Komposit (Kunststoff) dagegen ist unser Favorit und trumpft nicht nur hinsichtlich gesundheitlicher sondern auch auf Grund ästhetischer Aspekte gegenüber Amalgam und anderen Füllungen auf. Allerdings: Komposit ist nicht gleich Komposit. Auf die Qualität kommt es an. Wir verwenden ein mit Nanopartikeln gefülltes Premiumprodukt, was lange hält, zu keinen Verfärbungen führt und dem lästigen Zahnbelag (Plaque) eine schlechte Angriffsfläche bietet.

Eignung und Verarbeitung von Komposit

Grundsätzlich gilt: kleiner Substanzdefekt - keramisch verstärkter Komposit als dauerhafte, langfristige Versorgung. Großer Defekt - Kompositfüllung als mehrjährige Übergangslösung für eine spätere Keramik- oder Goldversorgung.

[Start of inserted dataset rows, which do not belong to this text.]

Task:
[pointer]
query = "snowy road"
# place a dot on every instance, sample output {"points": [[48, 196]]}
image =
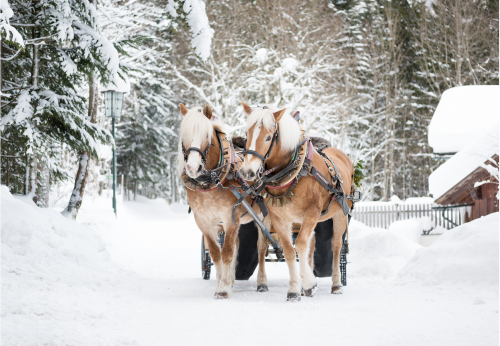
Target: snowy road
{"points": [[159, 298]]}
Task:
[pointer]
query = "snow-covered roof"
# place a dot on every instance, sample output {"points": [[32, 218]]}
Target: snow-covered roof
{"points": [[463, 114], [463, 163]]}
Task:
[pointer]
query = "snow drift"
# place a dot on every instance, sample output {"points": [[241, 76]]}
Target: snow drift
{"points": [[41, 242], [377, 251], [466, 255]]}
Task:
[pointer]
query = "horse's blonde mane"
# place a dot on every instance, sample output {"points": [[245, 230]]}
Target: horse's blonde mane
{"points": [[195, 125], [289, 128]]}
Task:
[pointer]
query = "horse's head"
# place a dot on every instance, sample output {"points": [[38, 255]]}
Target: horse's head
{"points": [[262, 138], [195, 139]]}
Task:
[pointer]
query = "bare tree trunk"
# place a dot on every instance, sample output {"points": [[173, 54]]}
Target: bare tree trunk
{"points": [[76, 198]]}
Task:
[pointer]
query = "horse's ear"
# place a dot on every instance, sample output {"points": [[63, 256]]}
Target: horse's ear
{"points": [[279, 114], [247, 108], [207, 111], [183, 110]]}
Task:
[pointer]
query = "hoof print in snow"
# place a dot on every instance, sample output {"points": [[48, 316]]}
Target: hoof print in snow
{"points": [[311, 291], [221, 295], [262, 288], [293, 297], [337, 290]]}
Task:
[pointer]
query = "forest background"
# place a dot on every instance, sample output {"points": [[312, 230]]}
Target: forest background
{"points": [[365, 74]]}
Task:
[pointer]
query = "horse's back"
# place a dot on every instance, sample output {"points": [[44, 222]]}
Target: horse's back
{"points": [[343, 162]]}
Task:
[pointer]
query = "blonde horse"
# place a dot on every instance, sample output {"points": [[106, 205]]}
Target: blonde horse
{"points": [[203, 149], [272, 138]]}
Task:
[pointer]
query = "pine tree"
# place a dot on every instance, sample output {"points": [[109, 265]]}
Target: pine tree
{"points": [[44, 81]]}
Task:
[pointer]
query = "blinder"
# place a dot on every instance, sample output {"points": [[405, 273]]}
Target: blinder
{"points": [[203, 154], [275, 138]]}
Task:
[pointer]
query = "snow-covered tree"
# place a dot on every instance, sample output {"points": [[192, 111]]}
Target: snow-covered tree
{"points": [[44, 83]]}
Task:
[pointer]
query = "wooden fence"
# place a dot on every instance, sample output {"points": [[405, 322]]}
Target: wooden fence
{"points": [[383, 215]]}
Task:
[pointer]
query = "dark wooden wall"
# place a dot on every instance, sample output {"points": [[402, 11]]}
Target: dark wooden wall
{"points": [[486, 202]]}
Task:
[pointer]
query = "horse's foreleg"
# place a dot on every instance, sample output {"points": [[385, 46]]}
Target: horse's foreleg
{"points": [[284, 232], [339, 227], [303, 245], [228, 254], [210, 232], [262, 249], [233, 263], [312, 247]]}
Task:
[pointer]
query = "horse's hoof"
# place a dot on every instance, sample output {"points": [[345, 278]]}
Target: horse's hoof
{"points": [[337, 290], [221, 295], [292, 297], [311, 291], [262, 288]]}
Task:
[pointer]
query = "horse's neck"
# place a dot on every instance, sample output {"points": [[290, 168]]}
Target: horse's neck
{"points": [[213, 153], [277, 157]]}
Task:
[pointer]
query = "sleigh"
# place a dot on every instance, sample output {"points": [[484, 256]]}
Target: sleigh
{"points": [[248, 255]]}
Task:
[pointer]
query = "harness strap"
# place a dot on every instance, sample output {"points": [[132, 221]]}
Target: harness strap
{"points": [[254, 153]]}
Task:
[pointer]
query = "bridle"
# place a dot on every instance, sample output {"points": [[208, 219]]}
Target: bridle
{"points": [[203, 154], [275, 139]]}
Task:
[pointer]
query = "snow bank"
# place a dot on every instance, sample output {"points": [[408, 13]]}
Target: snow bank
{"points": [[411, 228], [41, 242], [452, 127], [377, 252], [466, 255]]}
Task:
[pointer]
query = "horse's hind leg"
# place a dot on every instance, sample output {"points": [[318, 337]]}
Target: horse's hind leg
{"points": [[229, 251], [339, 227], [284, 232], [303, 247], [262, 249]]}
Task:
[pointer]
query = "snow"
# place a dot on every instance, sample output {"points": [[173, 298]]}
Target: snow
{"points": [[261, 55], [465, 255], [136, 280], [378, 252], [196, 18], [463, 163], [462, 115], [412, 228]]}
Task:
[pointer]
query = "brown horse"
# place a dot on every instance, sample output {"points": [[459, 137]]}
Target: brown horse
{"points": [[203, 146], [271, 138]]}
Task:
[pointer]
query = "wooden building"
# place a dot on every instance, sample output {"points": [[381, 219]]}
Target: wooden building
{"points": [[464, 132], [482, 199]]}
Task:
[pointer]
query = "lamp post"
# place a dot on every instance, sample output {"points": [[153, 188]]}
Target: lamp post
{"points": [[113, 101]]}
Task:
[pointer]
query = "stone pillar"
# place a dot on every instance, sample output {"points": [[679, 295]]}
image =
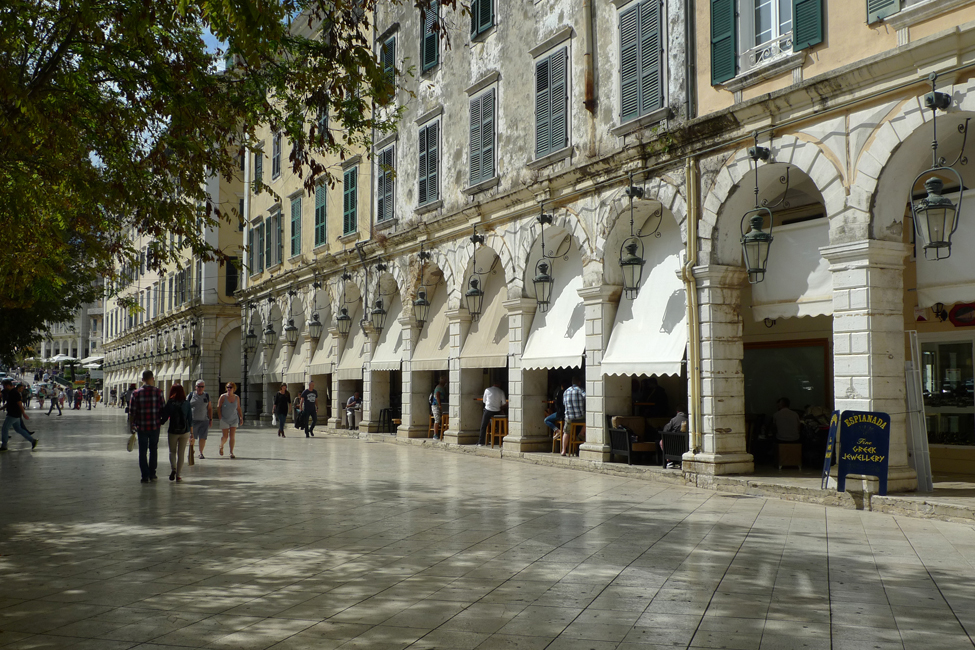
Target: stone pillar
{"points": [[465, 413], [526, 394], [337, 421], [416, 408], [601, 303], [868, 341], [722, 405]]}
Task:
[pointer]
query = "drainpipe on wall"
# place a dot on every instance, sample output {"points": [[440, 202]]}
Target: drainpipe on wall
{"points": [[693, 316]]}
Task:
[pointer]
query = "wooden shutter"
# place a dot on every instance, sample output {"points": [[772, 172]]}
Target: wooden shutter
{"points": [[724, 46], [543, 108], [560, 101], [880, 9], [807, 23], [433, 161], [475, 147], [430, 46], [487, 135], [422, 168], [629, 64], [651, 54]]}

So wird´s gemacht: Nach dem Entfernen der Karies wird die betroffene Zahnsubstanz durch Einpinseln mit mehreren Klebekomponenten so vorbereitet, dass sich der Füllungswerkstoff optimal mit dem Zahn verbindet. Das Kompositmaterial wird in mehreren Portionen eingebracht, damit keine Spannungen beim Aushärten mit der Halogenlampe entstehen. Ein individuelles Aufschichten zu einem wiedererstandenen Zahn mit allen seinen Merkmalen ist möglich.

Fazit:
ein haltbarer Verbund zwischen Zahn und Füllungswerkstoff - zahnfarben, kaubelastbar, schön und fein polierbar.

Interessant übrigens: Nur ca. 1% der deutschen Erwachsenen ist kariesfrei und Babys können mit Karies infiziert werden, wenn die (kariösen) Eltern z.B. Schnuller, Löffel oder Flaschensauger ablecken, bevor sie ihn dem Baby in den Mund stecken!